The stick pin for my shawl costs me .05
Had a $10. reward from paradise fibers.

The pin I made for my shawl

The yarn is spun with Sari roving and Southern African wool type of wool unknown. I really like the color they do pop more then the camera picked up and it has some nice shine to it.


----------



## Reba1 (Feb 5, 2012)

That's my problem, I spin because I like to spin. Then I can't figure out what to make with the limited yardage. One of these days it will all come together in a project. 
Nice shawl pins!


----------



## Cdambro (Dec 30, 2013)

Very nice.....your pin was a bargain and love what you made for your shawl. What pretty yarn. All of a sudden, what your yarn want to be spun into will pop right into your head. If not for awhile, you can just admire how nice it looks.


----------



## IndigoSpinner (Jul 9, 2011)

Rather than trying to make a whole project from your yarn, you could use it as trim on a project with some other yarn to display it as a highlight. 

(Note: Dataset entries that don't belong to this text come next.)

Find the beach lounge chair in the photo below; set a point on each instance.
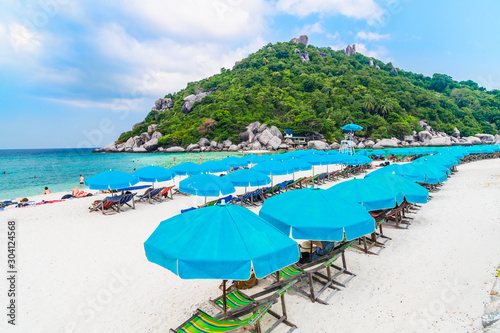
(312, 272)
(237, 302)
(107, 205)
(127, 200)
(202, 322)
(150, 195)
(166, 191)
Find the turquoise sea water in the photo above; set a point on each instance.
(59, 169)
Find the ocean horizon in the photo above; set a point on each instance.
(29, 171)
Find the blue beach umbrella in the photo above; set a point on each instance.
(248, 177)
(351, 128)
(412, 192)
(206, 186)
(153, 174)
(111, 180)
(187, 169)
(368, 194)
(214, 166)
(317, 214)
(220, 242)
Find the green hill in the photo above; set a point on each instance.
(275, 86)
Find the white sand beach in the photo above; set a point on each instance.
(85, 272)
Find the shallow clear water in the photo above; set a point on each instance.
(59, 169)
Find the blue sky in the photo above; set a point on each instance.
(77, 73)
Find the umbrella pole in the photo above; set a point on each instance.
(224, 296)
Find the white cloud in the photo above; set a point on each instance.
(371, 35)
(165, 65)
(310, 29)
(200, 19)
(358, 9)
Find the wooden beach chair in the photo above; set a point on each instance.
(202, 322)
(312, 272)
(237, 302)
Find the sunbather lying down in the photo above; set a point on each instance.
(77, 193)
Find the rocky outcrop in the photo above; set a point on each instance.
(163, 104)
(350, 50)
(302, 39)
(304, 56)
(137, 124)
(191, 99)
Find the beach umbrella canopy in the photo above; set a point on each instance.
(274, 168)
(317, 214)
(111, 180)
(351, 128)
(206, 185)
(214, 166)
(248, 177)
(153, 174)
(371, 196)
(412, 192)
(220, 242)
(187, 168)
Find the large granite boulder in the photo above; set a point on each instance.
(473, 140)
(156, 135)
(486, 138)
(256, 146)
(151, 145)
(274, 142)
(253, 127)
(175, 150)
(152, 127)
(302, 39)
(316, 144)
(145, 137)
(137, 124)
(163, 104)
(192, 147)
(440, 141)
(264, 137)
(262, 128)
(247, 136)
(386, 143)
(424, 136)
(409, 138)
(276, 132)
(191, 99)
(335, 145)
(203, 142)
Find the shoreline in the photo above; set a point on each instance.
(89, 272)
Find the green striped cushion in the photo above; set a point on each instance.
(234, 300)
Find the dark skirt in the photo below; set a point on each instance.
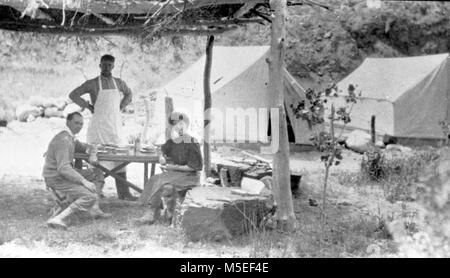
(177, 179)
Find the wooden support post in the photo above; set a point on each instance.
(207, 106)
(372, 129)
(145, 173)
(169, 110)
(281, 172)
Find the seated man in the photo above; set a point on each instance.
(180, 174)
(81, 186)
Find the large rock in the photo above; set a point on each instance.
(394, 151)
(59, 103)
(216, 213)
(37, 101)
(51, 112)
(70, 108)
(26, 111)
(358, 141)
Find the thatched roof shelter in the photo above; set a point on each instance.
(134, 17)
(131, 17)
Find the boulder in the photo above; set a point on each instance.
(53, 112)
(70, 108)
(216, 213)
(358, 141)
(49, 102)
(61, 103)
(394, 151)
(23, 112)
(37, 101)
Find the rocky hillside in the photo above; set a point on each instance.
(323, 46)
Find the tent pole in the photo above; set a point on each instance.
(207, 106)
(281, 172)
(168, 109)
(372, 128)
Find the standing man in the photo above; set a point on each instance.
(80, 186)
(109, 96)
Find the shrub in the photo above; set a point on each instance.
(396, 172)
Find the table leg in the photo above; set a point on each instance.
(113, 174)
(145, 173)
(120, 166)
(152, 172)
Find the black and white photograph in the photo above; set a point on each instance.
(224, 129)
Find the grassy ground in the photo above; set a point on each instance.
(360, 214)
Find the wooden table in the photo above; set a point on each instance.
(125, 159)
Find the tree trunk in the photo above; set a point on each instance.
(372, 129)
(281, 171)
(168, 109)
(207, 106)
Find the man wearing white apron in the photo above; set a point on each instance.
(105, 126)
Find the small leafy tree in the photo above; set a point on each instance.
(445, 127)
(327, 142)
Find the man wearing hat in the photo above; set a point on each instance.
(181, 161)
(109, 95)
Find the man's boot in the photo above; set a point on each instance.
(97, 213)
(59, 221)
(123, 191)
(148, 218)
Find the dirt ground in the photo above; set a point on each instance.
(25, 204)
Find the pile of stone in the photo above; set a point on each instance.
(237, 200)
(45, 107)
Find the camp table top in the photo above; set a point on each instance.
(126, 159)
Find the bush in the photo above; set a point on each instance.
(397, 172)
(6, 109)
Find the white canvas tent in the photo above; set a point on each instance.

I think it would be a better showcase than making an entire project with just your yarn.


----------



## mama879 (Jan 27, 2011)

I have used it before as trim.Thank you for the tip. But I do have roving let over I just need to find time now to spin it. It is a bit shiny so I was thinking a mobius scarf a little wide so I could use one side for my head.


----------



## desireeross (Jun 2, 2013)

All beautiful. 

A tip. When I spin and don't have a project in mind I spin at least 120-150 grams. This in fingering gives me at least 400 yards . When I dye my braids I dye two 120 gram brands

If I find I have too little, I pair it with a solid . This accentuates the hand spun beautifully


----------



## desireeross (Jun 2, 2013)

mama879 said:


> I have used it before as trim.Thank you for the tip. But I do have roving let over I just need to find time now to spin it. It is a bit shiny so I was thinking a mobius scarf a little wide so I could use one side for my head.


You definitely have enough for a möbius Cowl


----------